Despite the differences, the pair has a solid partnership that began over 15 years ago, back in 1999. At the time, Raymond was running his own design consultancy business and found it difficult to handle the design aspects of his projects while also managing the business side of things, which was why he roped in Jeffrey to help deal with it. “When we met through a common friend of ours, we just clicked and we thought we should give this partnership a go,” says Jeffrey. “Everything fell into place after that, and our differences really complement each other. But it’s a never-ending process of learning and growing together.”
When they first started out, FSI was known for its retro and effervescent designs. But the company underwent a rebranding exercise 10 years ago to market themselves as an interior design firm that could undertake a diverse range of styles. “We didn’t want to stereotype ourselves to one look, so we sought to build up a brand that was versatile. We try to work with the trends, but we also listen to what the homeowners want,” says Raymond. Describing the design consultation process as a “two-way traffic”, he tells us that it is important to hear what the homeowners have to say. “Interior design is a very personal thing,” he explains. “While I may be very firm about things such as the type of material used or the carpentry finish, we always leave room for our clients to tell us what they like.”

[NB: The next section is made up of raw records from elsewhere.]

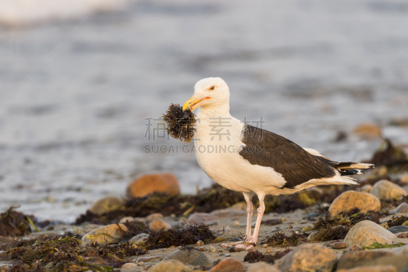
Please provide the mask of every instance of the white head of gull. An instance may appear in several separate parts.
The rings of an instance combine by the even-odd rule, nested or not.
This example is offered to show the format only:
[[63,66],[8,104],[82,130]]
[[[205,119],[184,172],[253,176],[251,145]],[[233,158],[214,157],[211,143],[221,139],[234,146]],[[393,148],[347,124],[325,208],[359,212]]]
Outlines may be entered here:
[[[200,167],[217,183],[242,192],[246,201],[246,238],[237,247],[249,249],[258,242],[266,195],[293,193],[316,185],[355,184],[348,176],[374,167],[332,161],[316,150],[232,117],[230,89],[220,78],[197,82],[194,95],[183,106],[183,110],[187,108],[198,109],[194,145]],[[251,234],[254,194],[260,205]]]

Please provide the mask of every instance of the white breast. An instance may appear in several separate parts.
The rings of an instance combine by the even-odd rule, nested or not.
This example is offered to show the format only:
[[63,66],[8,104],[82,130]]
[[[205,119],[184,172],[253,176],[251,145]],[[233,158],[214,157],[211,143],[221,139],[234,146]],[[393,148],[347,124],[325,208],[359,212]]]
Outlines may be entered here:
[[[194,136],[196,156],[201,168],[213,180],[231,190],[257,194],[279,194],[286,183],[271,167],[251,164],[239,155],[244,123],[229,114],[217,118],[200,116]],[[219,118],[219,117],[218,117]],[[224,119],[225,118],[225,119]],[[221,126],[220,126],[220,124]]]

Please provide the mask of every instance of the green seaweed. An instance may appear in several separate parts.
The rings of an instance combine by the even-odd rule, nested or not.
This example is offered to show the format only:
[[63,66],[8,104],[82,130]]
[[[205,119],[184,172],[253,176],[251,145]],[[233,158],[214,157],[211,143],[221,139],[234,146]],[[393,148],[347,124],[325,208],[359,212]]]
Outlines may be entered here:
[[378,242],[375,242],[372,244],[371,245],[369,245],[368,246],[363,246],[362,248],[363,250],[374,250],[377,249],[388,249],[389,248],[399,248],[400,246],[402,246],[402,245],[404,245],[405,244],[399,242],[398,243],[396,244],[381,244],[378,243]]

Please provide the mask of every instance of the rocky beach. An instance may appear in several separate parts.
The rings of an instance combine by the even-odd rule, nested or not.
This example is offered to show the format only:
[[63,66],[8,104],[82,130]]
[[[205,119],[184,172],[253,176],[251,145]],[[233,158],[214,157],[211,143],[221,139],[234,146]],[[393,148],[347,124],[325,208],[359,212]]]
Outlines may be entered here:
[[[0,271],[408,271],[407,14],[385,0],[0,1]],[[240,120],[375,168],[268,196],[242,250],[242,194],[161,122],[208,77]]]
[[0,217],[1,270],[406,271],[407,160],[391,144],[359,185],[268,198],[249,250],[235,246],[246,226],[240,193],[214,185],[182,194],[170,173],[138,177],[125,197],[102,198],[74,223],[10,208]]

Homeowners who engage FSI can expect a range of services from design consultancy, which typically involves site surveys and 3D renderings, to project management. “Many of our clients come to us with an idea of how they want their space to look like. Our job is to push them to unleash their design potential,” says Jeffrey. Besides testing the design limits of their clients, another aspect of their service involves educating their customers. Jeffrey sheds light on the idea behind this: “We don’t believe we should simply sell a design without telling our clients what they are getting into. For instance, we will explain to the homeowners why we are using a certain material and not another. Each material has its own characteristics and pros and cons, and our clients should know about them.”

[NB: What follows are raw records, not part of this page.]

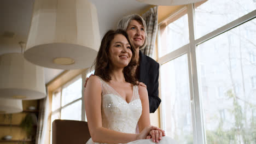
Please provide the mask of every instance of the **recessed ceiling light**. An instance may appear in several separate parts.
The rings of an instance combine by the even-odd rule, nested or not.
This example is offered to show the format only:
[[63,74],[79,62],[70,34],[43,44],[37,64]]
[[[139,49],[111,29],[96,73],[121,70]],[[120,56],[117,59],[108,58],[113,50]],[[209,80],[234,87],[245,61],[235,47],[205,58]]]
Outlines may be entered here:
[[26,96],[22,96],[22,95],[13,95],[13,98],[14,99],[26,99],[27,97]]
[[69,57],[57,57],[54,59],[53,62],[59,65],[71,65],[74,63],[74,60]]

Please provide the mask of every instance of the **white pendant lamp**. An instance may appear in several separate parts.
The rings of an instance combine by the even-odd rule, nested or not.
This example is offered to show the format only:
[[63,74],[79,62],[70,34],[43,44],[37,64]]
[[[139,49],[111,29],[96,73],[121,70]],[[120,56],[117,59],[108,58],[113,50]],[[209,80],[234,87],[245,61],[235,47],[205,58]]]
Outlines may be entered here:
[[0,56],[0,98],[23,100],[46,97],[44,70],[21,53]]
[[0,114],[19,113],[22,110],[21,100],[0,98]]
[[90,67],[100,44],[97,10],[89,0],[36,0],[25,58],[44,67]]
[[138,2],[157,5],[176,5],[196,3],[203,0],[136,0]]

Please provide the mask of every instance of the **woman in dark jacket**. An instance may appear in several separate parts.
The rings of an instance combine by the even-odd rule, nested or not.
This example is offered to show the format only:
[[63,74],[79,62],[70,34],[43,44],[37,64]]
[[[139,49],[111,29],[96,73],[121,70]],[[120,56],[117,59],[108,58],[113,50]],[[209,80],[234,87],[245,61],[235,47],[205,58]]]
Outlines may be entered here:
[[147,45],[146,28],[145,21],[137,14],[124,17],[118,25],[118,29],[126,31],[131,43],[136,50],[135,58],[137,64],[134,70],[135,76],[147,86],[150,112],[154,113],[161,103],[158,94],[159,64],[139,50]]

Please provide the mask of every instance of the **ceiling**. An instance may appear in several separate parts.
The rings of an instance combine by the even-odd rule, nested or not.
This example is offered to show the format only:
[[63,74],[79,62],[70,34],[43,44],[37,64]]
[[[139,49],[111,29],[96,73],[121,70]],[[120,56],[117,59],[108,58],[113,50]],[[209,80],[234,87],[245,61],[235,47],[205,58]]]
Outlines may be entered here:
[[[101,38],[114,29],[124,16],[141,14],[150,7],[136,0],[90,0],[97,10]],[[19,43],[26,43],[34,0],[1,0],[0,4],[0,55],[20,52]],[[63,70],[44,68],[45,82],[48,83]],[[1,71],[0,71],[1,73]]]

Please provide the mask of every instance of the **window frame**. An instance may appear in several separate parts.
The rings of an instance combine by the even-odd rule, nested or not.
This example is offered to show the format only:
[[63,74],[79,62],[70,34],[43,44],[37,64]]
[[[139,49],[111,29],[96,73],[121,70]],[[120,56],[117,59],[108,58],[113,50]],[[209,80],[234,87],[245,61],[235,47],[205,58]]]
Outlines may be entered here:
[[[173,17],[179,15],[184,7],[187,7],[188,12],[188,26],[189,26],[189,43],[184,45],[178,49],[171,52],[166,55],[159,57],[157,56],[158,62],[159,63],[160,67],[165,63],[172,61],[181,56],[187,54],[188,63],[188,72],[189,78],[189,86],[190,92],[190,101],[191,108],[191,118],[193,123],[193,143],[206,143],[206,136],[204,125],[204,118],[202,109],[202,100],[199,97],[199,93],[201,91],[199,87],[199,82],[200,82],[200,77],[197,77],[197,63],[196,57],[196,49],[197,45],[204,43],[215,37],[218,36],[225,32],[227,32],[232,28],[238,26],[243,23],[245,23],[251,20],[254,19],[256,17],[256,10],[251,11],[251,13],[243,15],[243,16],[237,19],[218,29],[206,34],[202,37],[195,39],[195,9],[196,5],[198,6],[203,3],[199,2],[197,4],[192,3],[184,5],[184,7],[178,9],[176,12],[171,14],[164,21],[160,22],[158,24],[157,43],[158,49],[161,49],[161,29],[162,25],[168,25],[166,22],[168,19],[173,19]],[[177,19],[177,18],[176,18]],[[161,76],[161,75],[160,76]],[[159,79],[159,92],[161,92],[161,81]],[[160,94],[161,97],[161,94]],[[164,99],[164,98],[161,98]],[[164,113],[166,110],[163,109],[164,106],[162,105],[160,107],[160,127],[165,129],[166,128]]]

To ensure the quality of their design and service is consistent throughout the 15-member team, each designer that joins the company undergoes a stringent training regimen. While the designers are given a relatively free play when it comes to the design, there is a standardisation in terms of costing. Quality is also kept in check execution wise as many of FSI’s sub-contractors have stayed with the company for over 10 years.

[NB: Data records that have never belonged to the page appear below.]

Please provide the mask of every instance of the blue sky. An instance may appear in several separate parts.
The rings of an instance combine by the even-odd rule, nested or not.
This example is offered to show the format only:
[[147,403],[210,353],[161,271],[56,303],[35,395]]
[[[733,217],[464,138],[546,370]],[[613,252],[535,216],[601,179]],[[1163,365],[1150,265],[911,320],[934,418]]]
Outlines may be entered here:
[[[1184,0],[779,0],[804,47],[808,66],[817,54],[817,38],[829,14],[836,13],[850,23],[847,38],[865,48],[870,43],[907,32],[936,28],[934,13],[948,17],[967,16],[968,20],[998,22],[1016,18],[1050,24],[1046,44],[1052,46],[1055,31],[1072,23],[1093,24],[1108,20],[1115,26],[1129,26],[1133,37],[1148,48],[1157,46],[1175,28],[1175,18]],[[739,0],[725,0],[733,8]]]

Moving forward, the interior design firm is working towards expanding their business, which also comprises commercial projects in the local market as well as design-and-build projects overseas. On the leadership front, Raymond and Jeffrey are also looking to train a new generation of designers who will take over the running of the business. “We are still very passionate about what we do, but we’re not young anymore,” says Raymond wistfully. “While we will continue doing what we do as long as we can, we are also hoping to find someone who can inject new and fresh ideas for FSI; someone who is able to keep up to the times and take our philosophy to greater heights.”